Les images, monuments, perspectives urbaines, paysages, sont spécialement adaptées : lignes de fuite accentuées, cadrage précis, détails renforcés. La lentille corrige la perspective et restitue une profondeur convaincante.
Situé dans un lieu de promenade très fréquenté, ce cosmorama s’impose rapidement comme une attraction simple et efficace, fondée sur la qualité des vues et la précision du regard.

Passage des Panoramas, vers 1810. Paris Musées - Musée Carnavalet
Note : Le passage des Panoramas, créé en 1799, est l’un des plus anciens passages couverts de Paris. Situé sur les Grands Boulevards, il doit son nom aux panoramas installés à proximité. Très fréquenté au début du 1800, il accueille boutiques, cafés et spectacles visuels, constituant un cadre idéal pour l’installation des premiers cosmoramas.
Dans la première moitié des années 1800, le Cosmorama devient à Londres l’une des attractions visuelles les plus populaires. Installé aux 207–209 Regent Street, ce lieu propose au public une série de vues optiques représentant des villes, monuments et paysages lointains.
Les images, souvent peintes ou gravées avec un grand souci du détail, sont observées à travers des dispositifs optiques munis de lentilles qui en amplifient la perspective et donnent l’illusion de profondeur. Les visiteurs peuvent ainsi découvrir des scènes de Rome, Constantinople, Jérusalem, Venise ou encore des paysages exotiques, comme s’ils voyageaient à travers le monde.
Ces établissements s’inscrivent dans la grande vogue des spectacles visuels du XIXe siècle, aux côtés des panoramas, dioramas et autres attractions optiques qui cherchent à immerger le spectateur dans l’image bien avant l’apparition du cinéma.

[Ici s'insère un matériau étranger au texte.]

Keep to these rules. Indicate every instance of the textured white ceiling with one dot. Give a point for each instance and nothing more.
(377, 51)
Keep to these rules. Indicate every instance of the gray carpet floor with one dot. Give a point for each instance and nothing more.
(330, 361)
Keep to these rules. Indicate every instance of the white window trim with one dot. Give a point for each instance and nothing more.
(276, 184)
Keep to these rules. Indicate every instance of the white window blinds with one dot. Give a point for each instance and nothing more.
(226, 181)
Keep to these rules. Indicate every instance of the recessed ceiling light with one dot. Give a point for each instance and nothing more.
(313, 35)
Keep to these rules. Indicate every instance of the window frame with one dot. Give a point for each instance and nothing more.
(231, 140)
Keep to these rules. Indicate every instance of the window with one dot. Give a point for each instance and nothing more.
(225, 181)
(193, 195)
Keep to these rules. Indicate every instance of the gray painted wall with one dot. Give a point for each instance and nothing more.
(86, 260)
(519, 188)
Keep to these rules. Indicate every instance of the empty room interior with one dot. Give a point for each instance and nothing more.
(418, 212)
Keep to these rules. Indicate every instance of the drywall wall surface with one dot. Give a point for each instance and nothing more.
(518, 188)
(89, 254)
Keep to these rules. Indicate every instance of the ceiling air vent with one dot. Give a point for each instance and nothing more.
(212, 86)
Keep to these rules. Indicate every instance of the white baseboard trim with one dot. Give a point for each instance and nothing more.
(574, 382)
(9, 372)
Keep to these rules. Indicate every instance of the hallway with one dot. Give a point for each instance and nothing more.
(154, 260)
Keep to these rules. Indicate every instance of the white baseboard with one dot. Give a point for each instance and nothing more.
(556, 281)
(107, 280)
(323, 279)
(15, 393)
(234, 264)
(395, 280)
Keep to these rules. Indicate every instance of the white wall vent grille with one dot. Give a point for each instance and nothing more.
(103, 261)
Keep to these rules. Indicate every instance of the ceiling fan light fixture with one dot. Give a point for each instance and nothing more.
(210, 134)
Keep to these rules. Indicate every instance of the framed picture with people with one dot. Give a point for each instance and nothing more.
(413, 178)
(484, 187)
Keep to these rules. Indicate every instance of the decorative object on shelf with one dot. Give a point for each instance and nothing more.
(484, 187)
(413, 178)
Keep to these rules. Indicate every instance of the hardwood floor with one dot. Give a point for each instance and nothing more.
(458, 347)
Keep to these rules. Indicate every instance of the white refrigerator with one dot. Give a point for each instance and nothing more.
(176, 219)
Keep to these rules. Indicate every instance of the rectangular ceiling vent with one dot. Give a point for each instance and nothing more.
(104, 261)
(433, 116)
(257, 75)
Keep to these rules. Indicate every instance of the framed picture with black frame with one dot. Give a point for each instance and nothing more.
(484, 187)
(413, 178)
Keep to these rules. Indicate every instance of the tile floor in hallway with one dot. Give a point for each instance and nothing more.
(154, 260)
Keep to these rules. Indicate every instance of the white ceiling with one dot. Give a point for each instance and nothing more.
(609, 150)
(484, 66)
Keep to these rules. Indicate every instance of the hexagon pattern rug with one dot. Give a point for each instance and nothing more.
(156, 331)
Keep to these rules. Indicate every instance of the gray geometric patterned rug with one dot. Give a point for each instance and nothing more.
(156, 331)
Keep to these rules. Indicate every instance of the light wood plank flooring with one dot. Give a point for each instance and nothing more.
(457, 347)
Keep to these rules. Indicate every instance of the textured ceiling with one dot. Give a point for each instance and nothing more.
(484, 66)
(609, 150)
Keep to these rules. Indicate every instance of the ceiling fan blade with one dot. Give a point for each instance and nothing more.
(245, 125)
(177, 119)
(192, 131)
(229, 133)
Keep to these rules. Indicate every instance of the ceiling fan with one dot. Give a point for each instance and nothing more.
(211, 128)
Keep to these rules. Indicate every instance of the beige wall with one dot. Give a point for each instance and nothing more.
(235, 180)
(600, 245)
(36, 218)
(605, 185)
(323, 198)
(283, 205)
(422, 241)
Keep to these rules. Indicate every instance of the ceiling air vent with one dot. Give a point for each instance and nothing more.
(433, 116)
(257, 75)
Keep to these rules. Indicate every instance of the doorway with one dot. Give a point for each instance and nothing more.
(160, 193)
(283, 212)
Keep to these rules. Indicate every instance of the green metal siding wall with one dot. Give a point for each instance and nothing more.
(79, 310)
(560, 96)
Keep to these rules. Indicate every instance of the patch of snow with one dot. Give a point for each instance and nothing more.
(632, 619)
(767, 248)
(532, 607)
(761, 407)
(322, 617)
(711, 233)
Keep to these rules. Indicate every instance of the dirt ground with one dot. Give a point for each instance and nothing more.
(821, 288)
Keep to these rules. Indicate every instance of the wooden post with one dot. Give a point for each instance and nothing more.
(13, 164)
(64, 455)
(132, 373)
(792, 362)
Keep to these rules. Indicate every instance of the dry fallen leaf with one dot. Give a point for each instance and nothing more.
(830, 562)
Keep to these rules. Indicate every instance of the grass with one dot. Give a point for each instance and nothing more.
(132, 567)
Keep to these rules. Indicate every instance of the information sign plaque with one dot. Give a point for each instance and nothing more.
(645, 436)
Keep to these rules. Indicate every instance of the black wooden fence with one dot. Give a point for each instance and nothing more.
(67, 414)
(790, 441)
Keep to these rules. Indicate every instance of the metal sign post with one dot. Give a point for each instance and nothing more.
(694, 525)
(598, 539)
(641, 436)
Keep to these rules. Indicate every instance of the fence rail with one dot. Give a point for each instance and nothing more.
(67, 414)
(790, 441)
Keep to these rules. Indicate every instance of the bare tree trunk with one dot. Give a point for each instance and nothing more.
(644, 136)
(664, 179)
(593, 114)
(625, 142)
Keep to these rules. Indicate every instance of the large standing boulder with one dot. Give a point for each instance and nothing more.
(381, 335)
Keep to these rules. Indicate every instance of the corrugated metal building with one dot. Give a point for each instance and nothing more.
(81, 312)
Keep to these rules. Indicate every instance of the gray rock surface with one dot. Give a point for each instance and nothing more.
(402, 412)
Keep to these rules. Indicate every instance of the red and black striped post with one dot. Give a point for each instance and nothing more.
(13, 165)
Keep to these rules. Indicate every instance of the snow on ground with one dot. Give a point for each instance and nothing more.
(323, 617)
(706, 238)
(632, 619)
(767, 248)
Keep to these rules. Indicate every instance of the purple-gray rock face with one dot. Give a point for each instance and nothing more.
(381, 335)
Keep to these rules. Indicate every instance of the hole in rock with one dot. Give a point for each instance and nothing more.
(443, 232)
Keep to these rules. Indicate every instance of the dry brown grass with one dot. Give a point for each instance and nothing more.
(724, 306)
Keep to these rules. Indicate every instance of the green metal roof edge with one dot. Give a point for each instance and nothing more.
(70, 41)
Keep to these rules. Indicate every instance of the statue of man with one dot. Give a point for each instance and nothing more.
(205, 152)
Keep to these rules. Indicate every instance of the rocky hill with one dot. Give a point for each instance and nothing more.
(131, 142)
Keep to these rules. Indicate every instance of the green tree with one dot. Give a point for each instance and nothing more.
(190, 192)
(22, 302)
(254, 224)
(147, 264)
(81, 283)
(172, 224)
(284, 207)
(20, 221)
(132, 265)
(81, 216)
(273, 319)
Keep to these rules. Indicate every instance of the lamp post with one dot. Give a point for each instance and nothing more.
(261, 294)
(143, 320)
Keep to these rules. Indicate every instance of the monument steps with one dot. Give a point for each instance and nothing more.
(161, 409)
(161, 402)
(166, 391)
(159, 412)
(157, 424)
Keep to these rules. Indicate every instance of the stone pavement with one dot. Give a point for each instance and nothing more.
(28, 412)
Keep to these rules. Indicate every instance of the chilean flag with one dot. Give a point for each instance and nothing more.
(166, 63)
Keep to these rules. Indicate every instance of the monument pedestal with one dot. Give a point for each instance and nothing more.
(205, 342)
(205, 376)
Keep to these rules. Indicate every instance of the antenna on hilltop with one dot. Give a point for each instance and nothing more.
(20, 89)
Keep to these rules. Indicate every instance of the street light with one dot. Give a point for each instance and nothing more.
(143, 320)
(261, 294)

1852. Londres. Cosmorama Rooms, Regent Street. Affiche annonçant une curiosité présentée dans les Cosmorama Rooms, lieu londonien où le public venait découvrir spectacles visuels et phénomènes étonnants.
Au fil du temps, le Cosmorama de Regent Street change de nature. Le lieu est finalement transformé en une exposition de curiosités connue sous le nom de Prince of Wales Bazaar. On y présente alors une collection d’objets et de phénomènes destinés à divertir et surprendre le public. Parmi les attractions figurent notamment un lion de mer, un supposé serpent de mer, ainsi que le célèbre cirque aux puces de L. Bertolotto, l’un des spectacles de puces savantes les plus connus de l’époque.
Cette évolution illustre la transformation progressive de ces espaces : du spectacle d’images vers les cabinets de curiosités et les attractions populaires, dans une époque où le public recherche sans cesse de nouvelles formes d’émerveillement visuel.

Cosmorama de Regent Street, Londres.
Gravure expliquant le fonctionnement d’un cosmorama : les visiteurs observent, à travers des lentilles installées dans des boîtes murales, des vues peintes de villes et de paysages du monde.
Figure 5 – “Explanation of The Cosmorama”, La Belle Assemblée, 1 décembre 1821, p. 240. Domaine public.La Belle Assemblée 01/12/1821, p. 240.